The small African nation of Gambia has established formal diplomatic ties with China after turning its back on rival Taiwan, amid speculation over possible retaliation by Beijing following the election of a new independence-leaning government in Taipei.

The signing of a Chinese-Gambian diplomatic communique in Beijing on Thursday marks the latest development in the ongoing diplomatic rivalry between Taiwan and China, which claims the self-governing island democracy is Chinese territory with no right to diplomatic recognition.

The move follows the election in January of Tsai Ing-wen as Taiwan's next president despite Beijing's warnings of possible disruptions in relations. Tsai has refused to meet Beijing's demand that she endorse China's claim that the two are part of a single Chinese nation and observers are watching closely at how China will respond in the run-up to her May 20 inauguration.
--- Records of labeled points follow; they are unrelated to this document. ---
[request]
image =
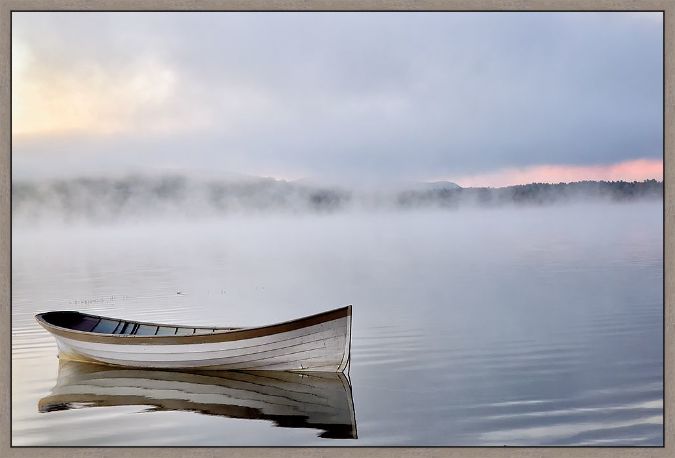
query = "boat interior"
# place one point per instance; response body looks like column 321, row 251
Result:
column 101, row 325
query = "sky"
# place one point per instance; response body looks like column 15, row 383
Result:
column 481, row 99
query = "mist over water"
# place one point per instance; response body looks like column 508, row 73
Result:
column 514, row 325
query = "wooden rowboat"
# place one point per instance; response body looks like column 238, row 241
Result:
column 317, row 400
column 314, row 343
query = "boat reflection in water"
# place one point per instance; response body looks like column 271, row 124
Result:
column 317, row 400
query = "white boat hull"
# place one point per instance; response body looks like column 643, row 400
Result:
column 321, row 346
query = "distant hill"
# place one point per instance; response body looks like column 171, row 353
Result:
column 139, row 197
column 535, row 193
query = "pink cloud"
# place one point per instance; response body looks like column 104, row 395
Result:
column 637, row 170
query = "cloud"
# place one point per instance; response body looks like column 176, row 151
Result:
column 365, row 96
column 637, row 170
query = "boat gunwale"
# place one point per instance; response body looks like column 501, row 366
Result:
column 219, row 335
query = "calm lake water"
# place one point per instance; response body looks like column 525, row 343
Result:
column 529, row 326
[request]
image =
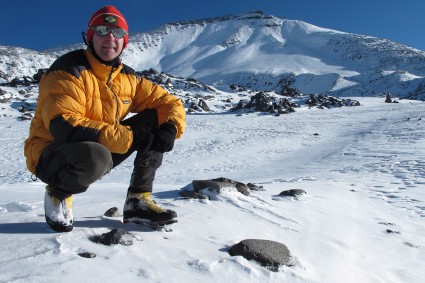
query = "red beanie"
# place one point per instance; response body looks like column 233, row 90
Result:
column 108, row 16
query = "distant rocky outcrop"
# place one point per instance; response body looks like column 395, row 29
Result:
column 217, row 185
column 263, row 102
column 268, row 253
column 323, row 101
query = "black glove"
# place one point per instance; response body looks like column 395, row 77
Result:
column 164, row 137
column 142, row 139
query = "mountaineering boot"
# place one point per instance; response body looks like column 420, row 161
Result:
column 58, row 212
column 140, row 208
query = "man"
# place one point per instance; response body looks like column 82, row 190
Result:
column 79, row 133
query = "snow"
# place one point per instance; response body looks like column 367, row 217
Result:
column 362, row 167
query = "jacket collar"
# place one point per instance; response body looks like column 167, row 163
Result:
column 100, row 70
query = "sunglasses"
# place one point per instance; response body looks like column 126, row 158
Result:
column 105, row 30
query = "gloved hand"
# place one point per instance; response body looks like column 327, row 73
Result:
column 142, row 139
column 164, row 137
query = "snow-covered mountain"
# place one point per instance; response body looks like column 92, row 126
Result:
column 260, row 52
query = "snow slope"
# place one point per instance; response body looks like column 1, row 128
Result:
column 361, row 221
column 260, row 52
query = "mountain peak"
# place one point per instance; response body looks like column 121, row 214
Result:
column 259, row 51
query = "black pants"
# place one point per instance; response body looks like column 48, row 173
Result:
column 70, row 168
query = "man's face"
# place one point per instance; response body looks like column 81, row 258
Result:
column 107, row 47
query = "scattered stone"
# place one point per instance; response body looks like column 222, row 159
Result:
column 254, row 187
column 270, row 254
column 87, row 254
column 411, row 245
column 114, row 237
column 192, row 194
column 220, row 183
column 323, row 101
column 386, row 223
column 292, row 193
column 112, row 212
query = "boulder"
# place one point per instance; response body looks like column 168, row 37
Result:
column 267, row 253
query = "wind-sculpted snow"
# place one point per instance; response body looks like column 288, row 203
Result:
column 360, row 219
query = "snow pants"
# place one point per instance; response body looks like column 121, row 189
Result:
column 70, row 168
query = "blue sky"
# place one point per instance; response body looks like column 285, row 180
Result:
column 45, row 24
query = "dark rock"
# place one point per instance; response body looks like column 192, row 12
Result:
column 254, row 187
column 112, row 212
column 218, row 184
column 87, row 255
column 192, row 194
column 270, row 254
column 115, row 236
column 292, row 193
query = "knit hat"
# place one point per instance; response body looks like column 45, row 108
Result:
column 108, row 16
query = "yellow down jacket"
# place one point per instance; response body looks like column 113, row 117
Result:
column 81, row 99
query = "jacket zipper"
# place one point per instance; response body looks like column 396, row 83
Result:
column 116, row 96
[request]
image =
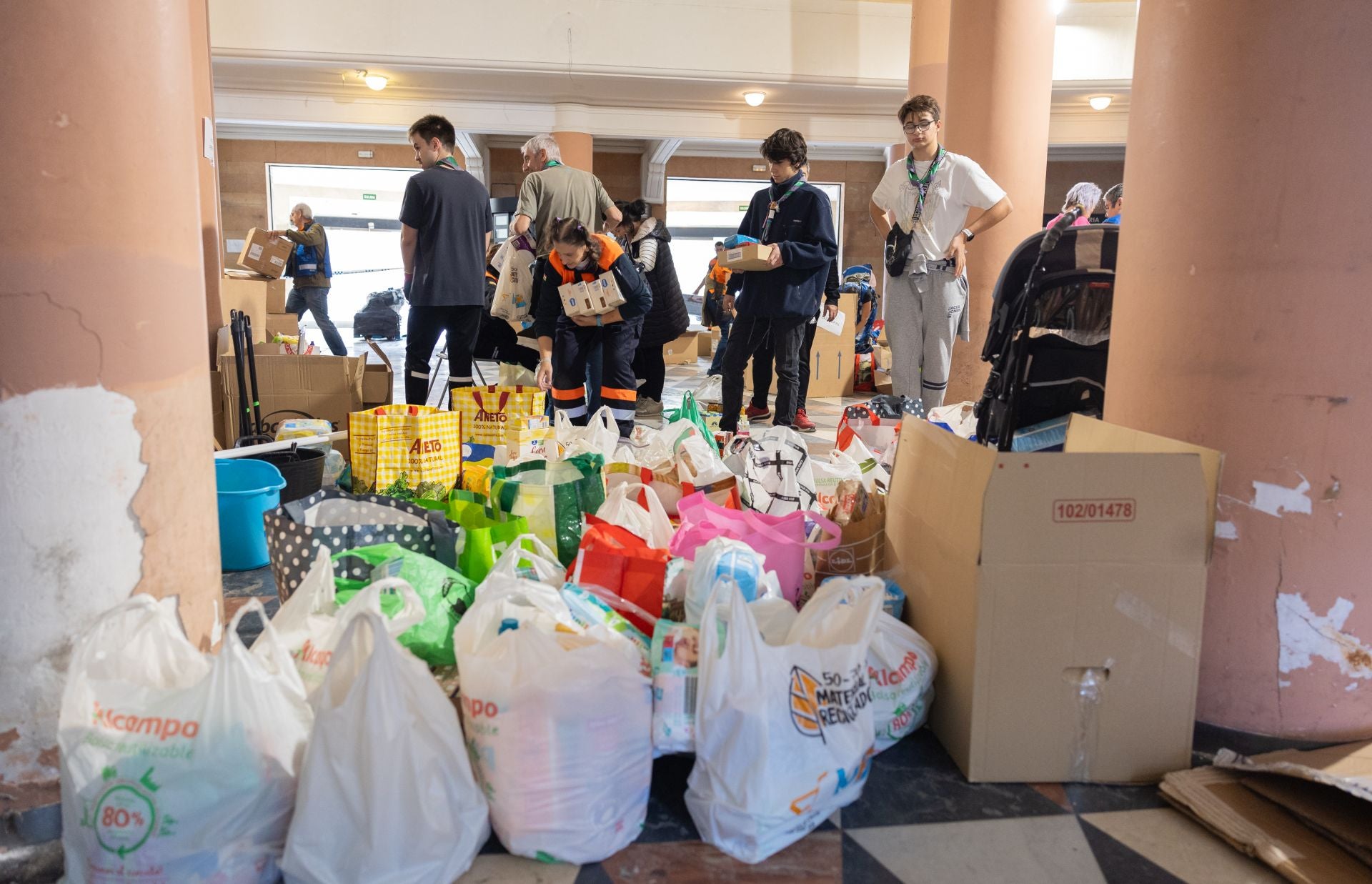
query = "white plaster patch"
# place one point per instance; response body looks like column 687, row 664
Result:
column 1303, row 636
column 1276, row 499
column 70, row 544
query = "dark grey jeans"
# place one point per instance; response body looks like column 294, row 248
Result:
column 750, row 335
column 316, row 299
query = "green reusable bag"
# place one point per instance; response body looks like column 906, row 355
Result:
column 486, row 532
column 446, row 595
column 552, row 496
column 690, row 411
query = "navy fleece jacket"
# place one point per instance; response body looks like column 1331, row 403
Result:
column 805, row 232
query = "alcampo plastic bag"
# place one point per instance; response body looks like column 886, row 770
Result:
column 310, row 624
column 560, row 727
column 387, row 791
column 902, row 666
column 784, row 735
column 176, row 765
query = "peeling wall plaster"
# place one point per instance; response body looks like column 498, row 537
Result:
column 1305, row 636
column 70, row 544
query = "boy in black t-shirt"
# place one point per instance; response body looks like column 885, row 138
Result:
column 445, row 231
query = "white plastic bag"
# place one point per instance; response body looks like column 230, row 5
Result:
column 560, row 727
column 499, row 599
column 387, row 791
column 310, row 622
column 647, row 520
column 784, row 735
column 176, row 765
column 900, row 663
column 540, row 563
column 711, row 390
column 600, row 435
column 777, row 477
column 514, row 284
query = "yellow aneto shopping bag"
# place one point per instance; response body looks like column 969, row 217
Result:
column 407, row 450
column 489, row 411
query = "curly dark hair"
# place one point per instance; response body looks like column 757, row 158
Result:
column 434, row 126
column 787, row 144
column 574, row 232
column 920, row 104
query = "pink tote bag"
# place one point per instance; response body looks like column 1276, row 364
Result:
column 781, row 540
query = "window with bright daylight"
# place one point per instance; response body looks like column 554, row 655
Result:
column 360, row 209
column 702, row 212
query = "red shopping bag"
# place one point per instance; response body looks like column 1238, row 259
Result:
column 620, row 562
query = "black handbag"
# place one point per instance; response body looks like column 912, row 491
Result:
column 898, row 250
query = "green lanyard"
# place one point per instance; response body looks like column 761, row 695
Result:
column 923, row 183
column 774, row 205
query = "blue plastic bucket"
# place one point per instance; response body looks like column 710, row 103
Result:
column 247, row 489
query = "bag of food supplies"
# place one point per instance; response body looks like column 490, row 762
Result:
column 387, row 791
column 559, row 724
column 784, row 733
column 177, row 765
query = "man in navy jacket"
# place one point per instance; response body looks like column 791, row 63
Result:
column 775, row 305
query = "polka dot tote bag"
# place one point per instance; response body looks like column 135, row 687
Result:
column 338, row 520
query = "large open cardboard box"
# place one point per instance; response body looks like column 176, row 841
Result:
column 1032, row 572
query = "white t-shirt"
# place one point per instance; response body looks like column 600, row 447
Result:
column 958, row 186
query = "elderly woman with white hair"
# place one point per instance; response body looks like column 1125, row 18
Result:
column 1084, row 195
column 310, row 269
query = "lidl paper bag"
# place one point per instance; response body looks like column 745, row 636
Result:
column 489, row 411
column 407, row 450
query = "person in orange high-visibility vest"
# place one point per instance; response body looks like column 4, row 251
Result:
column 565, row 341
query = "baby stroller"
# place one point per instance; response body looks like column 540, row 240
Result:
column 1050, row 331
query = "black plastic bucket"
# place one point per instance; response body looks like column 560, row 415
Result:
column 302, row 470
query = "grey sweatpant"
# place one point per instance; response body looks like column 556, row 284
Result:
column 923, row 313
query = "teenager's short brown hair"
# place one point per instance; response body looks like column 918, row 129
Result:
column 434, row 126
column 787, row 144
column 920, row 104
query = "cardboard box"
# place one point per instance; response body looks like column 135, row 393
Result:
column 297, row 386
column 681, row 352
column 283, row 324
column 247, row 294
column 1264, row 830
column 832, row 356
column 377, row 379
column 1036, row 574
column 592, row 298
column 265, row 254
column 748, row 257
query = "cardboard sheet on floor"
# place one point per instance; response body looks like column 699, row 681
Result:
column 1260, row 828
column 1063, row 595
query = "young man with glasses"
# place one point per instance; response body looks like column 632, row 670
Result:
column 928, row 197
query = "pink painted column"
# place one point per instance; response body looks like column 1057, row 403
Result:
column 104, row 409
column 1243, row 320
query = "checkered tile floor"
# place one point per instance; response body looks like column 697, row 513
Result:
column 918, row 818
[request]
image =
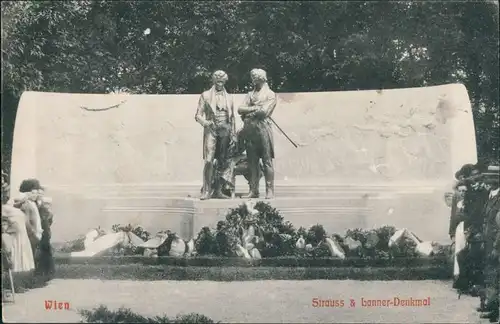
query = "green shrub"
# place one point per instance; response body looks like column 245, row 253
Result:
column 102, row 314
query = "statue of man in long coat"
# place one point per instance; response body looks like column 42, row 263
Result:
column 256, row 111
column 216, row 114
column 491, row 299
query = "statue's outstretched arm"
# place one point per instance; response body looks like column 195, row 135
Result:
column 200, row 112
column 267, row 108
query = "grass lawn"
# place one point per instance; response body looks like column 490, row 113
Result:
column 250, row 301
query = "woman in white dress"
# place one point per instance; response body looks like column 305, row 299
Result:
column 22, row 254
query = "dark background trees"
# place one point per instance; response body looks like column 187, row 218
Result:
column 100, row 46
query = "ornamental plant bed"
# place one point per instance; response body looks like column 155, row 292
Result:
column 285, row 261
column 164, row 272
column 257, row 235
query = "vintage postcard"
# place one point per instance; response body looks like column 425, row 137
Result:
column 250, row 162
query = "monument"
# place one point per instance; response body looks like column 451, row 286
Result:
column 364, row 159
column 215, row 113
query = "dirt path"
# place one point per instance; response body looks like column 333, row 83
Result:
column 255, row 301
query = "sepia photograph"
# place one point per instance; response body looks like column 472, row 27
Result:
column 250, row 162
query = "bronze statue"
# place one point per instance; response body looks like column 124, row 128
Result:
column 216, row 114
column 256, row 112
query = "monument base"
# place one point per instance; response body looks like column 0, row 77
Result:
column 337, row 207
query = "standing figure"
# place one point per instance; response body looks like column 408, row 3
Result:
column 31, row 190
column 14, row 230
column 490, row 304
column 44, row 263
column 256, row 112
column 216, row 114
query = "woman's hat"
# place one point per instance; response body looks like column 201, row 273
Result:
column 492, row 173
column 29, row 185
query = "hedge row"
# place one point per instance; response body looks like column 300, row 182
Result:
column 162, row 272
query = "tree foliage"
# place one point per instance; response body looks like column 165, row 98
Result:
column 103, row 46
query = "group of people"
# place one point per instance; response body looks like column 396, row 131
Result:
column 223, row 145
column 26, row 248
column 475, row 231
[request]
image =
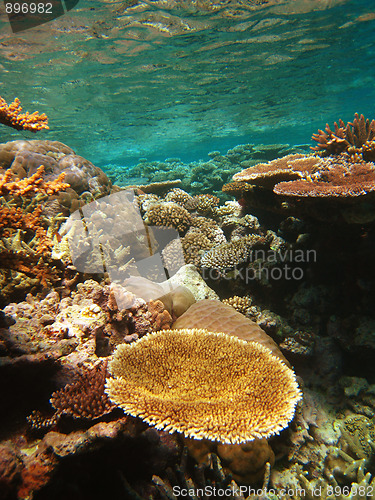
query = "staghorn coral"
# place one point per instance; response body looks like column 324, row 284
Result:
column 209, row 228
column 312, row 185
column 355, row 138
column 84, row 398
column 12, row 116
column 218, row 317
column 332, row 180
column 182, row 380
column 168, row 214
column 271, row 173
Renewing diplomatic pressure after an informal seven-year truce under current China-friendly Taiwanese President Ma Ying-jeou is considered one way Beijing might try to influence public opinion on the island of 23 million. Taiwan has just 22 diplomatic allies, mostly small nations in Africa, the Pacific, Central America and the Caribbean.

On Friday, China's Communist Party newspaper Global Times warned Tsai's pro-independence Democratic Progressive Party against "provoking the mainland," but said the diplomatic truce still held.

Beijing's relations with Gambia "shouldn't be interpreted as a sign that the mainland will restart a 'diplomatic war' with Taiwan," the paper said. "It is unnecessary for the mainland to flex its muscles toward Taiwan in this way. Otherwise, the Taiwanese will feel oppressed."

Gambia severed relations with Taiwan in November 2013 in hopes of forging ties with China. It has pledged "not to establish any official relations or engage in any official contacts with Taiwan," according to the text of the communique posted on the Chinese Foreign Ministry's website.

China frequently woos Taiwan's allies with extensive promises of development aid, although Chinese Foreign Ministry spokesman Lu Kang said only that China would discuss "friendly and reciprocal cooperation" following the resumption of ties.

With just 2 million people and little in the way of natural resources, Gambia is one of Africa's smallest and poorest nations.

On a visit to diplomatic ally Belize, Taiwanese President Ma expressed "strong dissatisfaction" over the Chinese-Gambian move and said Taiwan's diplomatic installations around the world were on guard over attempts to downgrade relations.